Lesson 7: The ride in a hot air balloon is actually very smooth and very stable
This was, by far, the most surprising part of this trip. If you’re afraid of heights, like I am, you might be nervous at how scary the thought is to float high off the ground, swinging back and forth in the air. But here’s the thing: from the second you lift off the ground, you just notice how smooth the ride is. It’s not like standing on a wobbly diving board or really tall ladder, where you have a genuine feeling that you’re going to fall off, and die, especially if the wind starts blowing.
In contrast, a balloon is just different. Because you’re moving with the wind, it’s a remarkably calm feeling. With an airplane, for example, your engine may be pushing you into or against the wind, and it may make you rise or fall due to turbulence. But at least in my experience, because a balloon moves in perfect sync with the wind, it felt very sturdy and solid the whole time.

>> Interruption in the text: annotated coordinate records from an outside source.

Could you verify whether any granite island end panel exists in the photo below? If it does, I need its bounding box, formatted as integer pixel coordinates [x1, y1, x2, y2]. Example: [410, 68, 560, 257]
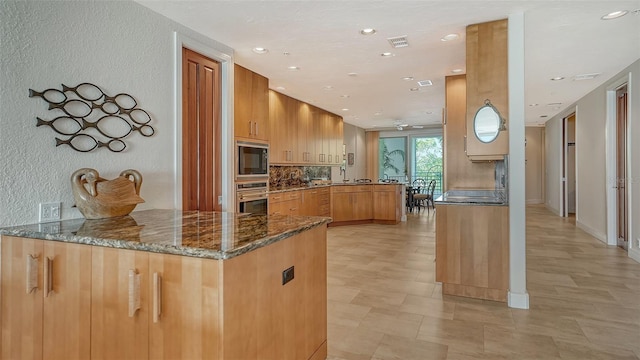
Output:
[0, 210, 331, 260]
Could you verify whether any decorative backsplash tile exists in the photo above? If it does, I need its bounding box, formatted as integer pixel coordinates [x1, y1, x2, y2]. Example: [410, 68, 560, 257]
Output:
[269, 166, 331, 189]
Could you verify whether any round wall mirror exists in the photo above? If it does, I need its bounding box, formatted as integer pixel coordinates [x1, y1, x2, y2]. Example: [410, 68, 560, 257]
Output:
[473, 100, 503, 143]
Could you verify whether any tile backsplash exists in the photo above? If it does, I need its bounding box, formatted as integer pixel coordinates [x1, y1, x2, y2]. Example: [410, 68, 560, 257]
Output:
[269, 166, 331, 189]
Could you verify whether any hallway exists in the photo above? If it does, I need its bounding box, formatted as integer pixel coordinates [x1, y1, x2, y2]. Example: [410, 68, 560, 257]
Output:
[328, 205, 640, 360]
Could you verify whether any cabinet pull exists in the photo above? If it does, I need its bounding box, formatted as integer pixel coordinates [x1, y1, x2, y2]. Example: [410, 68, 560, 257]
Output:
[153, 272, 162, 323]
[43, 256, 53, 297]
[27, 254, 38, 294]
[129, 269, 140, 317]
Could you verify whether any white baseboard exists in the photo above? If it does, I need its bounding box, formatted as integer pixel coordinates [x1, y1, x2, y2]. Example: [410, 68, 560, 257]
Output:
[576, 220, 607, 244]
[629, 248, 640, 263]
[507, 291, 529, 310]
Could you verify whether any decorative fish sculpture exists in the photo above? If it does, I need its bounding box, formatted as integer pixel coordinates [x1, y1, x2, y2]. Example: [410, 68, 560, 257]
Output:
[62, 83, 105, 101]
[36, 116, 84, 135]
[29, 89, 67, 104]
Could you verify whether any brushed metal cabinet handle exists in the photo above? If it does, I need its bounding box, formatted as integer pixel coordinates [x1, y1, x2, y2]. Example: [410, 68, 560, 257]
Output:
[43, 256, 53, 297]
[129, 269, 140, 317]
[26, 254, 38, 294]
[153, 272, 162, 323]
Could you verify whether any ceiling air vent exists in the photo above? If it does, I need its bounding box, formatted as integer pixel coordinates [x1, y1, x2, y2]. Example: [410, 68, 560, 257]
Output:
[573, 73, 600, 81]
[387, 35, 409, 49]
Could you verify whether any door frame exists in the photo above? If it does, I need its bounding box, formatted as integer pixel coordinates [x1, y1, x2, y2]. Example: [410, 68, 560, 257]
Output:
[605, 73, 637, 251]
[173, 31, 235, 212]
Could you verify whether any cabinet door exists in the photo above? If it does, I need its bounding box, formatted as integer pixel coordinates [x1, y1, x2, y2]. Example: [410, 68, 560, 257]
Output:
[91, 247, 149, 360]
[353, 191, 373, 220]
[0, 236, 44, 359]
[41, 241, 91, 360]
[148, 254, 220, 359]
[233, 65, 269, 140]
[331, 192, 353, 222]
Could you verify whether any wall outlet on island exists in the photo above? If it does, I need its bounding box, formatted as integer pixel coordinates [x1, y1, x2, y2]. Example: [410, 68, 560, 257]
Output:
[38, 202, 60, 222]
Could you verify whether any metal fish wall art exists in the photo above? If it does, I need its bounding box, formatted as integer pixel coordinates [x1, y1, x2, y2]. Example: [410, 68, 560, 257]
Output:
[29, 83, 155, 153]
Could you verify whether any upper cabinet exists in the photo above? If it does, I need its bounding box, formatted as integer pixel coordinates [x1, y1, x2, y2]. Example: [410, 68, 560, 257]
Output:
[233, 65, 269, 141]
[269, 91, 343, 165]
[466, 20, 509, 161]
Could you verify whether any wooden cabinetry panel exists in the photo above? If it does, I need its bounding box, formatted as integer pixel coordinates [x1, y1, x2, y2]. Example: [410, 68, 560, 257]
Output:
[0, 236, 44, 359]
[466, 19, 509, 160]
[146, 253, 220, 360]
[91, 247, 149, 359]
[233, 64, 269, 141]
[0, 236, 91, 360]
[436, 205, 509, 301]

In all, it was a great experience, and I’m glad I got the opportunity to fly in a hot air balloon. And even though I’ve done it now, I’m still keeping it on my list of things to try. This initial trip was so short and had a disappointing ending, I’d like to give it another try someday and see if we can stay in the air longer.
If you get a chance to ride in a hot air balloon, I highly recommend you do. But even if you can’t ride in one, just check out a balloon festival or a launch. It’s fun to just watch the process unfold, and if you’re on the ground at a festival, you can walk around and see all the various balloons that come from different locations. They have different shapes, size, colors, designs, and some of them are really creative—many are quite different than the standard upside-down teardrop shape you’re used to seeing.
Another bonus: a lot of festivals are free. Just show up and see how it goes! And many times, the balloon teams will stay until the evening, and put on what they call a “balloon glow,” where they keep the balloons tethered to the ground, but light them up so you can walk around and see them glow like giant paper lanterns.
Also, during a balloon glow, sometimes you can actually ride on them, while they’re still tethered, so you go up in the air, about 75 feet or so, and then come right back down, and have a small taste of a hot air balloon ride, and get a great night view of your city.
So count me a fan of hot air balloons, and I guarantee you, someday, I’ll give it another shot.